El autor situa a Carlos III en el eje de la conexión científico-cultural entre Italia y América

Alianza. Madrid, 2015. 440 páginas, 18€. Ebook: 11'99€

Carlos III (Madrid, 1716-1788) es uno de los pocos soberanos que goza de buena imagen entre el gran público. Es lugar común estimarlo el rey reformista por antonomasia, o recordarlo como el "mejor alcalde de Madrid". Ignacio Gómez de Liaño (Madrid, 1946), filósofo y ensayista de amplia trayectoria, se suma sin reservas a esta corriente favorable con un libro que ahonda en una de sus vertientes menos conocidas fuera del ámbito de los especialistas: el de rey arqueólogo y antropólogo.



En principio, Carlos de Borbón no estaba destinado a ocupar el trono español. Su madre, Isabel de Farnesio, segunda esposa de Felipe V, le reservó un papel destacado en la recuperación de la influencia en Italia frente a los austríacos. La obtención de la corona de las Dos Sicilias pareció culminar su carrera. Sin embargo, la muerte sin descendencia directa de Fernando VI en 1759 le llevó a abandonar sus reinos italianos y convertirse en Carlos III de España los últimos veintiocho años de su vida. Se produjo la inédita circunstancia de que un rey español hubiese sido antes gobernante de Nápoles y Sicilia.



Esta peculiaridad de Carlos III es lo que da pie al autor para colocarlo en el centro de una conexión científico-cultural entre Italia y América. Traza un itinerario que va desde las excavaciones de Herculano y Pompeya hasta los vestigios encontrados en Nueva España y las expediciones en el Pacífico. La propuesta es muy sugestiva por cuanto une espacios geográficos y culturales dispares que, gracias al impulso de un rey curioso y entusiasta del conocimiento, se entrelazan en la base de las modernas disciplinas de la arqueología y la antropología (o etnología). Y, como el autor señala constantemente, en los primeros pasos de estas ciencias ha de recordarse el protagonismo de los españoles.



Este es el otro rasgo principal del ensayo, la vigorosa reivindicación de la contribución española a la Ilustración en el terreno concreto del surgimiento de disciplinas orientadas al esclarecimiento del pasado. Llevado por la intención de derribar determinados tópicos de la leyenda negra relacionados con la actuación de España en América y la minusvaloración de nuestro papel en el Siglo de las Luces, el autor reacciona con un tono combativo.

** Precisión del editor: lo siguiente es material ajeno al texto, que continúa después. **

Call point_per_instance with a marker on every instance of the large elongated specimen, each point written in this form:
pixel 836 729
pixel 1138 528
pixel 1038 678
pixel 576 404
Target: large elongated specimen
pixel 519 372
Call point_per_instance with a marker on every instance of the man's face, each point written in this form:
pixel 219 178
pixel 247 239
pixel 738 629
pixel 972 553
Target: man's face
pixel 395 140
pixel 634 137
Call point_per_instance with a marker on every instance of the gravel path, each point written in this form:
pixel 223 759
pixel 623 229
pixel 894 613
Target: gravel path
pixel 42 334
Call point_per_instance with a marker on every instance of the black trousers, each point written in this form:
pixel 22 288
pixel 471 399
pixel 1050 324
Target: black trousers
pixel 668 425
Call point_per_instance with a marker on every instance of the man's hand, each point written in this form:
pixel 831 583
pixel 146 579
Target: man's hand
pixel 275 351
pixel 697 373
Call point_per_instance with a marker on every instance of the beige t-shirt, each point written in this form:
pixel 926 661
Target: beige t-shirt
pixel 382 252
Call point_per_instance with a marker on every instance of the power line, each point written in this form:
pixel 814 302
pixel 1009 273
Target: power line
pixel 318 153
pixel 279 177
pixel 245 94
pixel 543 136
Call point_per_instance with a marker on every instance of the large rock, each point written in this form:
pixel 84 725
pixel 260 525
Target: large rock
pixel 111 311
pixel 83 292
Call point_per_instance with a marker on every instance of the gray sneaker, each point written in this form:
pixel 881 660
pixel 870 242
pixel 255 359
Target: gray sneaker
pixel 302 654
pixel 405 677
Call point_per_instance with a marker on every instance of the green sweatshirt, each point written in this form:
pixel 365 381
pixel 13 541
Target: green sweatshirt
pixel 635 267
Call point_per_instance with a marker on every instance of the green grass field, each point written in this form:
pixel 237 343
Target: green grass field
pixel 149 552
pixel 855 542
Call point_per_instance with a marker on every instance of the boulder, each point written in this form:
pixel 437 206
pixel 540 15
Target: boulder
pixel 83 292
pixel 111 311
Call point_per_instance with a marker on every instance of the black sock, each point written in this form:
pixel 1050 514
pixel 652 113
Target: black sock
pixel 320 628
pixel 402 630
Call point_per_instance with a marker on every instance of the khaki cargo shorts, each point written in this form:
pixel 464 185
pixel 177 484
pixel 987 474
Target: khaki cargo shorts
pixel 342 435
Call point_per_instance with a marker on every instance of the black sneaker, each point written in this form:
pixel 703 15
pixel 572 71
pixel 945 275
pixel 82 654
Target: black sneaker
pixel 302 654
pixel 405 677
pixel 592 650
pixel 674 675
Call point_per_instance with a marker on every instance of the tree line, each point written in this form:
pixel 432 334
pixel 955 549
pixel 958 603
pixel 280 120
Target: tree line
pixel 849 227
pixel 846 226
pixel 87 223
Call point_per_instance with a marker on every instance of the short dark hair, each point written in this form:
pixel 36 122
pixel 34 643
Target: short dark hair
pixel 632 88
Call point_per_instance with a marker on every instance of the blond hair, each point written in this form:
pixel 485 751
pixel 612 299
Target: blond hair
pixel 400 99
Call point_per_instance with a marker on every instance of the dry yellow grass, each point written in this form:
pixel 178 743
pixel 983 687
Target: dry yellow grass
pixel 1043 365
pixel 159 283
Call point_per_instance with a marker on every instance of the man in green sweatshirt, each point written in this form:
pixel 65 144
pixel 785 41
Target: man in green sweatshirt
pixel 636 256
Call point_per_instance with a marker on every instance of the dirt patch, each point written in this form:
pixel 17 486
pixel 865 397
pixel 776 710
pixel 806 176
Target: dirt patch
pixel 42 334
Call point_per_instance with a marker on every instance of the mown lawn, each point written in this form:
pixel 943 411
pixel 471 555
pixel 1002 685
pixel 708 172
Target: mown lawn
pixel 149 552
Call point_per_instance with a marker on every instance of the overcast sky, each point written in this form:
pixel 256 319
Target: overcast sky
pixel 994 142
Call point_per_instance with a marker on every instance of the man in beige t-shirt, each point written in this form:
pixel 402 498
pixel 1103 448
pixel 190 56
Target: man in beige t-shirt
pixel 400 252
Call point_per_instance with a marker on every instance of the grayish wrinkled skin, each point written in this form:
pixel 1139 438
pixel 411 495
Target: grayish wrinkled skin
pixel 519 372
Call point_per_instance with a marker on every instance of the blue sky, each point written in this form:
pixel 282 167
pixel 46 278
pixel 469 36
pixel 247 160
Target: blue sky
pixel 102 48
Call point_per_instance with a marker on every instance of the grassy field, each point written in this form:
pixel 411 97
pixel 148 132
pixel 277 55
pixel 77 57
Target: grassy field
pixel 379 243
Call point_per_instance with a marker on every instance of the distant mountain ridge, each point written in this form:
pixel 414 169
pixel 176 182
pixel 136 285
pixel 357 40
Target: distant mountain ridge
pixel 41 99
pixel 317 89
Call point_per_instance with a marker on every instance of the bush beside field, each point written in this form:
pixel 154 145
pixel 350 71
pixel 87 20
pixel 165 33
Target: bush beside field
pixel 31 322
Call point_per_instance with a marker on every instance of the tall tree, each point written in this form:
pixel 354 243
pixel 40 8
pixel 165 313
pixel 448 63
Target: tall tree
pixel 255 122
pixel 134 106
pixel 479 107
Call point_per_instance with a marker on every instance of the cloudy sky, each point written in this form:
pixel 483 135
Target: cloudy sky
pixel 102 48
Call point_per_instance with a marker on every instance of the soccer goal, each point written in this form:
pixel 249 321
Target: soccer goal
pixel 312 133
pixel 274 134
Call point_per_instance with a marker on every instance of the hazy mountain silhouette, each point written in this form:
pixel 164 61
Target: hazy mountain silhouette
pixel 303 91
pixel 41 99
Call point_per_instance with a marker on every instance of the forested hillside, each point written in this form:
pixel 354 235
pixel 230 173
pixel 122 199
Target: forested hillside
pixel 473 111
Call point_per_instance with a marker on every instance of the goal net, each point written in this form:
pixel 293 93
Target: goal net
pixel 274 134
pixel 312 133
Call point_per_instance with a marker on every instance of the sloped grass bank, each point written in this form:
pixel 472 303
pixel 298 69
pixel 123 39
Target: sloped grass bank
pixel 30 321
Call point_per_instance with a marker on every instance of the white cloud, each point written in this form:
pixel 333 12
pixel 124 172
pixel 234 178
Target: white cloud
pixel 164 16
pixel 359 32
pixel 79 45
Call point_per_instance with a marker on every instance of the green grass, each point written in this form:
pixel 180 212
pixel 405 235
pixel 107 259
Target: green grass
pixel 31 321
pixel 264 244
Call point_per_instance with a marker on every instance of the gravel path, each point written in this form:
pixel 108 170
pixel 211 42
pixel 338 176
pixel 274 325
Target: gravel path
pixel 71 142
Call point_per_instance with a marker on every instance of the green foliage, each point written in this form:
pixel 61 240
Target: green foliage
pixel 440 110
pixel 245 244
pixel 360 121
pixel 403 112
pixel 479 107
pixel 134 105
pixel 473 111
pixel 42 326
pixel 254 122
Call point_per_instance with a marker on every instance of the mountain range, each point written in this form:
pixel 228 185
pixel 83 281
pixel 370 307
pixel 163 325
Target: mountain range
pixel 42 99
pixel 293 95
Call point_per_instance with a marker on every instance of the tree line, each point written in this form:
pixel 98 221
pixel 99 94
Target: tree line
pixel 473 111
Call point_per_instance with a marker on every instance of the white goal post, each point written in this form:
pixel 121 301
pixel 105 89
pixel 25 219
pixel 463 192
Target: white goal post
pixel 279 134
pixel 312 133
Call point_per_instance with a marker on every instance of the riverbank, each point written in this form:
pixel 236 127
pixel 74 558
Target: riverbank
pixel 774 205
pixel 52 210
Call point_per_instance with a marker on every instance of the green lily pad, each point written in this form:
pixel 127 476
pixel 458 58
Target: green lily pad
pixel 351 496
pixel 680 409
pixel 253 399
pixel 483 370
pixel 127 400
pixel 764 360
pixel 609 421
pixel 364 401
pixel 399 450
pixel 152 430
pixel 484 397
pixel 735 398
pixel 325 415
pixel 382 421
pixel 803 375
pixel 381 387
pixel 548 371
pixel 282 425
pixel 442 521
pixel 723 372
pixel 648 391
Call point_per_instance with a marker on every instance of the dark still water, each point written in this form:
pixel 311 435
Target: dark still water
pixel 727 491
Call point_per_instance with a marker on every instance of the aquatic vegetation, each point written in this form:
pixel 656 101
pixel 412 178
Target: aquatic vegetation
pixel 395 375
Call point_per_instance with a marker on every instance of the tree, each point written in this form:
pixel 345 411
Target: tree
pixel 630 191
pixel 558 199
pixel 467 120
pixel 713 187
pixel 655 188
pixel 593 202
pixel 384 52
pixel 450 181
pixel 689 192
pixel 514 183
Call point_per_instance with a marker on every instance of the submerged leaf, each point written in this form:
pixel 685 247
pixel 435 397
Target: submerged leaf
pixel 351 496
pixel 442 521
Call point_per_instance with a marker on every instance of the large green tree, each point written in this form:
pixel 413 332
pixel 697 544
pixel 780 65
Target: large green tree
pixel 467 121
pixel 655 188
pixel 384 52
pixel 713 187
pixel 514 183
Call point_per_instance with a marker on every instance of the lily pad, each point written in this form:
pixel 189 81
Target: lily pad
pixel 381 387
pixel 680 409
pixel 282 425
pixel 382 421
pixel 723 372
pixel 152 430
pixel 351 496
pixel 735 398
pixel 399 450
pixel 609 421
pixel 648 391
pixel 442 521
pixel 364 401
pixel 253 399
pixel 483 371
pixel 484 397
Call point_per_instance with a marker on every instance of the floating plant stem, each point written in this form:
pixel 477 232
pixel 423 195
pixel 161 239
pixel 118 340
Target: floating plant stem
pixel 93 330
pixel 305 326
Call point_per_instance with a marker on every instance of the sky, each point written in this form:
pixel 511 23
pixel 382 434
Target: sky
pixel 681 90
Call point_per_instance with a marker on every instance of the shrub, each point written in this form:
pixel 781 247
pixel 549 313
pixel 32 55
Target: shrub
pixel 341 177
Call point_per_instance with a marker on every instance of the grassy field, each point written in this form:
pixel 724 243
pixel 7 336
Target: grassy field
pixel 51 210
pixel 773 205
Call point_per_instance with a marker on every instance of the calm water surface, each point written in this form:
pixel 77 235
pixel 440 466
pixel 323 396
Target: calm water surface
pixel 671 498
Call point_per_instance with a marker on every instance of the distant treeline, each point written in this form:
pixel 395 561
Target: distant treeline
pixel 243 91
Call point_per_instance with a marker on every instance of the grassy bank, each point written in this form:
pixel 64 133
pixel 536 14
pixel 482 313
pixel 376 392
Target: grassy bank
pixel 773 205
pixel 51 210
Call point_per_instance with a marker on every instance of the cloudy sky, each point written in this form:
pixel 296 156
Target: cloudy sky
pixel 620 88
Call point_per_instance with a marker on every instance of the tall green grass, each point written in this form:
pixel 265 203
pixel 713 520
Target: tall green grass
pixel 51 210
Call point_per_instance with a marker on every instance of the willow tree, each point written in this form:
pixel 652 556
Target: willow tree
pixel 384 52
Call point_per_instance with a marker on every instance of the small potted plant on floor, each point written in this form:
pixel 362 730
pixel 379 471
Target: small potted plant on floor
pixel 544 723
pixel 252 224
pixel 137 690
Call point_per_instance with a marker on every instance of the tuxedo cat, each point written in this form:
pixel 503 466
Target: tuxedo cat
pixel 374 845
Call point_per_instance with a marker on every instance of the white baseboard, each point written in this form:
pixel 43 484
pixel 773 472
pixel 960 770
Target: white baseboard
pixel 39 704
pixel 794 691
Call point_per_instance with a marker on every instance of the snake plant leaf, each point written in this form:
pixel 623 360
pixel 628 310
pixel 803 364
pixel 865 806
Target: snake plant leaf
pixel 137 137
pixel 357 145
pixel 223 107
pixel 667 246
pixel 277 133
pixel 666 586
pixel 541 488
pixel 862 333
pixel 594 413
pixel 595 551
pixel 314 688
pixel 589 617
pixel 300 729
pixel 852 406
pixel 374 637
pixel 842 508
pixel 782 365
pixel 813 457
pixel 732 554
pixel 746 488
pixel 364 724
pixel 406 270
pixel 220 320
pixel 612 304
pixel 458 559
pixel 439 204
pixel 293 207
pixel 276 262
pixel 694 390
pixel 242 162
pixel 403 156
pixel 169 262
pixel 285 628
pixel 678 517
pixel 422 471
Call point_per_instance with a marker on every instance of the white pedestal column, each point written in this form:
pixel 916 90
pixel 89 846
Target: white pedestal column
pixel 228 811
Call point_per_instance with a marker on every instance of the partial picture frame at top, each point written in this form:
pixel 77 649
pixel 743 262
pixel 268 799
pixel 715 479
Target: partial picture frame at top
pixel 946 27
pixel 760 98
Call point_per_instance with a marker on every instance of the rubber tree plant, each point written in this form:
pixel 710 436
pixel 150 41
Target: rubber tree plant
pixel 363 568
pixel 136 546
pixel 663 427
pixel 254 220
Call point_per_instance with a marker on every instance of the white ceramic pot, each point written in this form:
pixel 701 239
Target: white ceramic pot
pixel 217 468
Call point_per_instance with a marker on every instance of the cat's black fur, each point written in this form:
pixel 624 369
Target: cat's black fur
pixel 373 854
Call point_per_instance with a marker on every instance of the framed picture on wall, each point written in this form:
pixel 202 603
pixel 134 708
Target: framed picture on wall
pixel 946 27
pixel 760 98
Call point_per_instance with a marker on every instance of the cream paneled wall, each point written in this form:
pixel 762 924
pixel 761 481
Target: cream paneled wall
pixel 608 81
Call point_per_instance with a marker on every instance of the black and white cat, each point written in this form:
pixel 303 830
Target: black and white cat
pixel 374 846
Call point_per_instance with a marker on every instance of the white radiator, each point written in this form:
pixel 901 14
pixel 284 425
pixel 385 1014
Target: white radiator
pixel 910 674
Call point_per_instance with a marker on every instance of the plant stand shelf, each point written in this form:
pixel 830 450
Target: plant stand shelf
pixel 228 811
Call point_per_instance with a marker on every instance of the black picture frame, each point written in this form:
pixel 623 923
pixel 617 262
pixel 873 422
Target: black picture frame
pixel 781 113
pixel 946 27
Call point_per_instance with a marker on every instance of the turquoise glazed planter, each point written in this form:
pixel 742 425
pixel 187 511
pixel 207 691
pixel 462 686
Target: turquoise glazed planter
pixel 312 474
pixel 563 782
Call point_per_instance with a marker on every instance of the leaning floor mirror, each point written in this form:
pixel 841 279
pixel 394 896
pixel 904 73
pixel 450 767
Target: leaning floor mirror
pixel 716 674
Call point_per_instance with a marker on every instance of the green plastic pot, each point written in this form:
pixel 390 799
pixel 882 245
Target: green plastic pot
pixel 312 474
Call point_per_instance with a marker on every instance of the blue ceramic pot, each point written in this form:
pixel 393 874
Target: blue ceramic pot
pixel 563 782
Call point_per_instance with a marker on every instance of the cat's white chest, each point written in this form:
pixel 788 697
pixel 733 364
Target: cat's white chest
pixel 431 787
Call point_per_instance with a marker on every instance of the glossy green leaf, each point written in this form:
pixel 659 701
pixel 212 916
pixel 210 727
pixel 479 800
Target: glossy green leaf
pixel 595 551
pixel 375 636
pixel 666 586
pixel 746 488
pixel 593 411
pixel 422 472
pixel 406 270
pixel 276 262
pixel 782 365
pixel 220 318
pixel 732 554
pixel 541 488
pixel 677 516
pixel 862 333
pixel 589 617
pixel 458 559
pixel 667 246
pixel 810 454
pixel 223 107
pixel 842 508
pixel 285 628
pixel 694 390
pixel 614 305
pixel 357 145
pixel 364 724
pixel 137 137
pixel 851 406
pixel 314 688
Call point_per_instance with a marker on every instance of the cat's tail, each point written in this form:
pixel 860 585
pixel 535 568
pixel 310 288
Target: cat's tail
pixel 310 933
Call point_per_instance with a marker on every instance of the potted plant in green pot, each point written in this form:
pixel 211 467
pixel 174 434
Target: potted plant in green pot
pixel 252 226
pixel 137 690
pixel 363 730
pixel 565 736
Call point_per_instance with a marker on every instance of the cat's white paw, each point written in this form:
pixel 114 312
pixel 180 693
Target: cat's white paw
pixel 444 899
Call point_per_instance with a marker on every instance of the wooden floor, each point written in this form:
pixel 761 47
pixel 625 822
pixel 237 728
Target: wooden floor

Ello puede distraer al lector del principal atractivo del ensayo, que es explicar las relaciones entre los extraordinarios descubrimientos en el golfo de Nápoles (recuérdese la Villa de los Papiros, cerca de Herculano), con la exhumación de las ruinas de Palenque (Chiapas) y, poco después de la muerte de Carlos III, la localización de la denominada Piedra del Sol y de la estatua de la diosa Coatlicue en el subsuelo de la plaza del Zócalo de Ciudad de México. Llamativo resulta que los métodos ensayados en Italia fueran aplicados a la incipiente arqueología americana con notable éxito, y el enorme esfuerzo editorial y gráfico por difundir al mundo culto todos los progresos obtenidos.



Quizá lo más sugestivo sea poner de relieve, como hace Gómez de Liaño, que los pioneros españoles de la arqueología manejaron una hipotética relación entre el mundo que se había desvelado debajo de las cenizas del Vesubio con la cultura material de mayas y aztecas. Tal posibilidad nunca pasó de la mera sugerencia, por razones obvias, pero fue una útil analogía y revela el afán por buscar evidencias de la esencial unidad de lo humano. Estaban encontrando pruebas materiales de que algunos pueblos amerindios habían alcanzado un desarrollo nada desdeñable en comparación con la civilización romana, la originaria de los europeos. Con ello se abría un ancho campo de conocimiento y se cuestionaban ideas antiguas.



Ello no sólo es un ejemplo de moderna transferencia de conocimiento y augura cambios de paradigma científico, sino que también representa un fruto tardío, en el crespúsculo del protagonismo español en América, de la intensa comunicación entre Viejo y Nuevo Mundo, que nunca se limitó a lo económico, lo religioso y lo militar, sino que implicó lo cultural y lo científico.